By 1974, just five years later, when their conventional balance was arguably at its height, it had grown to the more familiar OPFOR ratio of 30-40% in a similar document.

I’m thinking (pure idle speculation), various combinations of bigger guns, more mobile guns, more accurate guns, better shells (cluster warheads that make conventional SSMs more than just a nuisance are mentioned in the same document), and probably stuff I missed.

What I find extra-fascinating is that the Azeri’s Nagorno-Karabakh opening half-hour mega-strike apparently destroyed 40% of the Armenian artillery-which is in line with the previous estimates, especially if you take into account technical superiority and massive, massive advancements in smart weapons. (Also, though, for all that, the war still lasted a month and a half and claimed around Azeri 3,000 KIA by its own admission.)

The Pom-Pom turned Bazooka

Having gotten the chance to read a lot of late-WWI and early interwar doctrine pieces, one thing struck me in particular. Not the focus on trench lines or the different communications with no radios, but the presence of “1 pounder guns” like this.

The 1-pounder was described as being meant to hit targets like machine gun nests and armored vehicles. It was almost always intended to be used for direct fire. In other words, it filled the same niche that far less clunky recoilless and rocket launchers did in World War II and beyond. I found that interesting.

(And, of course, the widespread use of light AA guns for ground attack means even the original concept hasn’t gone away. That the pom-pom was also one of the first effective AAA pieces means the connection is even greater).

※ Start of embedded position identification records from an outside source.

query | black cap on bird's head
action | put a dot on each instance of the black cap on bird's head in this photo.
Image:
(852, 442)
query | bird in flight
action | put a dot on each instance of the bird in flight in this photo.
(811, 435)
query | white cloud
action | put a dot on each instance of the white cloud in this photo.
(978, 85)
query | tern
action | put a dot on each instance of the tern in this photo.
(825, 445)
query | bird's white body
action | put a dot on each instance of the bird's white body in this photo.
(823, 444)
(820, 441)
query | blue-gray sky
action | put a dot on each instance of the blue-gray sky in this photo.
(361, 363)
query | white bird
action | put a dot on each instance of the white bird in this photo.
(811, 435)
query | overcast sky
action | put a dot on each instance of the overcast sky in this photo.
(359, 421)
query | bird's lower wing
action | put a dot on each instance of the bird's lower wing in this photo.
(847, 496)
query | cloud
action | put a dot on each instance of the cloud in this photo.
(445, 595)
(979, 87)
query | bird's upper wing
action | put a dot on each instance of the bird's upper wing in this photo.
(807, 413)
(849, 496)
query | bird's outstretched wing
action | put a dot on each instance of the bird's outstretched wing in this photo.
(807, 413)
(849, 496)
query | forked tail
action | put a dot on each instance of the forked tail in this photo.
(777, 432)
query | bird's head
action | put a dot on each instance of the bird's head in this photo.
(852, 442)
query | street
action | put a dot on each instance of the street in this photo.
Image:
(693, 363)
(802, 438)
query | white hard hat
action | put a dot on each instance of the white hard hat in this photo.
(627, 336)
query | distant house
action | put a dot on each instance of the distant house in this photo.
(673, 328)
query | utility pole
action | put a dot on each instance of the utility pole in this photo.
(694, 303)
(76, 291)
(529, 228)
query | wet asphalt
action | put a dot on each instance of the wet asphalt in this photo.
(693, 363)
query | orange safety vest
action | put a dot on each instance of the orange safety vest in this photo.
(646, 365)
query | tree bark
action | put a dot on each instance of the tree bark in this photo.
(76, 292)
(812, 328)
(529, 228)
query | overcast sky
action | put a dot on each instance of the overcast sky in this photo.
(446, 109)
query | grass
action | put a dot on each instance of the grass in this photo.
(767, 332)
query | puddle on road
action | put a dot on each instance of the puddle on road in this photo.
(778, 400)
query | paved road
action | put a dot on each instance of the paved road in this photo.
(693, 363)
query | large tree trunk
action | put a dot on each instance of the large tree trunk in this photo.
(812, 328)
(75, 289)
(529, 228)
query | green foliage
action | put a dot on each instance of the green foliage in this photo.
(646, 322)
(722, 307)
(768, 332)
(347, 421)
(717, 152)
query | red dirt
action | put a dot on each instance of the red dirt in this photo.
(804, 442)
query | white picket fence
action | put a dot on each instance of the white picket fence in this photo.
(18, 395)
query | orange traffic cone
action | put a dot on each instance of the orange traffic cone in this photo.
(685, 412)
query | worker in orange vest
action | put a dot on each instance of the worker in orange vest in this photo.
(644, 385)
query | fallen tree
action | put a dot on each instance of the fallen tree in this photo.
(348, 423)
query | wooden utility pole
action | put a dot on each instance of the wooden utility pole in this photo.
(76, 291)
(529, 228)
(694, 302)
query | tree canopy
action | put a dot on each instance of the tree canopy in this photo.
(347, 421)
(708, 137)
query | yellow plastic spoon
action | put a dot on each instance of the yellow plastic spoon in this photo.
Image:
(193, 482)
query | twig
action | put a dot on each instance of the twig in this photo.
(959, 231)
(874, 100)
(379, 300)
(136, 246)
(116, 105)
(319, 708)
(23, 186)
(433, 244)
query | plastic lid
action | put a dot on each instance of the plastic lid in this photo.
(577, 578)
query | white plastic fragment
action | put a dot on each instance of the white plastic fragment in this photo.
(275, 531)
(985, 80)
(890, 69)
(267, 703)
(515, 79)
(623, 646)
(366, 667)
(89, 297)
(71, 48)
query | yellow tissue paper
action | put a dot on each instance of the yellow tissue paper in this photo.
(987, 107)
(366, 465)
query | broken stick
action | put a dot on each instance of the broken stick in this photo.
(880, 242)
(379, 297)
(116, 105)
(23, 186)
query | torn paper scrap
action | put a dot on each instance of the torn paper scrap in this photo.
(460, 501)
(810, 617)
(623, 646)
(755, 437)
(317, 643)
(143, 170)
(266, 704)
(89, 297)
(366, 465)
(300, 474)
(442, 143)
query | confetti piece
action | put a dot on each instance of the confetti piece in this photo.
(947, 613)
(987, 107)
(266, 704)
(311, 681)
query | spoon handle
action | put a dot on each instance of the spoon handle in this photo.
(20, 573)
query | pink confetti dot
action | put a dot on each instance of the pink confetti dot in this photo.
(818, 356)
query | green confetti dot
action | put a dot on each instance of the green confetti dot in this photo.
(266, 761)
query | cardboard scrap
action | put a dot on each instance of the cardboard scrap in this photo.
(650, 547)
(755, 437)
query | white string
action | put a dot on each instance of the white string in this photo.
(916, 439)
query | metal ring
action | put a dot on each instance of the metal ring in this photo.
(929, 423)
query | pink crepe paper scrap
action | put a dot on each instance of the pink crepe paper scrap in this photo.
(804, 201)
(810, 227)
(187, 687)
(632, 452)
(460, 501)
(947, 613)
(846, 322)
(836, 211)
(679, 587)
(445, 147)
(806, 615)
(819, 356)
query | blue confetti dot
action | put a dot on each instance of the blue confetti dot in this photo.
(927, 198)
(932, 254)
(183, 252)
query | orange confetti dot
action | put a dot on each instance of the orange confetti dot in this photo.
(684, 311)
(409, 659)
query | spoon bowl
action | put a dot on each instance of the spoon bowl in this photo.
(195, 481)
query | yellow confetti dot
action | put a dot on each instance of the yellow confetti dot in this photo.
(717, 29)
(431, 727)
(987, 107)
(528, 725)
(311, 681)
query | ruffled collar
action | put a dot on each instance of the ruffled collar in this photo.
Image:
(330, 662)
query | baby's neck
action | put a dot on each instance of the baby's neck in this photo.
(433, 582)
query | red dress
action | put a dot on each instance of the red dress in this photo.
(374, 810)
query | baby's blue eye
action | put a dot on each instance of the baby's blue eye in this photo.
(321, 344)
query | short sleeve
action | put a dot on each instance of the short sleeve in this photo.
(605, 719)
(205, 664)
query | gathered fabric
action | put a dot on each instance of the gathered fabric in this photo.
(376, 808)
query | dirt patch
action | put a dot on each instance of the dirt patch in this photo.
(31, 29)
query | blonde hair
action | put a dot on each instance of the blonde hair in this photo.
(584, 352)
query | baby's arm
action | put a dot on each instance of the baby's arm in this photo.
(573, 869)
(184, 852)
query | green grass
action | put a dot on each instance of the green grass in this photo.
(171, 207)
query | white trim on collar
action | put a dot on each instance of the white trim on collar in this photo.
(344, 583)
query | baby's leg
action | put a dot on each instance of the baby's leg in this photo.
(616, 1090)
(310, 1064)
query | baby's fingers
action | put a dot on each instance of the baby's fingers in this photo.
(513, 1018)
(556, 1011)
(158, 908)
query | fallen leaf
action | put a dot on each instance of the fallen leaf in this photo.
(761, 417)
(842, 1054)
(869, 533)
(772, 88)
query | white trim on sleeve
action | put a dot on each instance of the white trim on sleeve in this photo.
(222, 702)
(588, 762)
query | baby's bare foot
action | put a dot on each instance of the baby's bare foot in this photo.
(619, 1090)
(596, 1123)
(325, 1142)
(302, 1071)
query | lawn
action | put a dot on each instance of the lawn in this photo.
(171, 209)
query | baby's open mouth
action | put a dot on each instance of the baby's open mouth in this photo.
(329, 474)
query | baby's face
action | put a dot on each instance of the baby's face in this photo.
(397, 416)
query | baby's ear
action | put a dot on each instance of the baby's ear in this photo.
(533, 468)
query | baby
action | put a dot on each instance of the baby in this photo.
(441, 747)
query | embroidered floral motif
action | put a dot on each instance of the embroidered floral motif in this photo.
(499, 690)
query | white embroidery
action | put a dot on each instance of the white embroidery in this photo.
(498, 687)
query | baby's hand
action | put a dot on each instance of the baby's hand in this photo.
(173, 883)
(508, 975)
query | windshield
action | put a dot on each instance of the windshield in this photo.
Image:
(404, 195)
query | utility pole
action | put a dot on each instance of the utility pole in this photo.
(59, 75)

The Big Artillery Lethality Chart

The 1957 edition of FM 6-40, Field Artillery Gunnery, has these projected casualty figures for battery and battalion artillery barrages being fired at vile Circle Trigonist opponents. What makes this interesting is that it’s a time period that has all the calibers: The classic old 75mm, the 105 and 6 inch guns well known to later people, the big 8 inchers, and the really big monsters.

Now it’s important to note that these are in absolutely (to the point of being unrealistic) ideal conditions. There’s no cover whatsoever, the fuzes are proximity ones that will explode at the perfect height, and, for what it’s worth, it was made in an era where infantry body armor was far less prominent than it would later become. That being said, it’s still a great resource.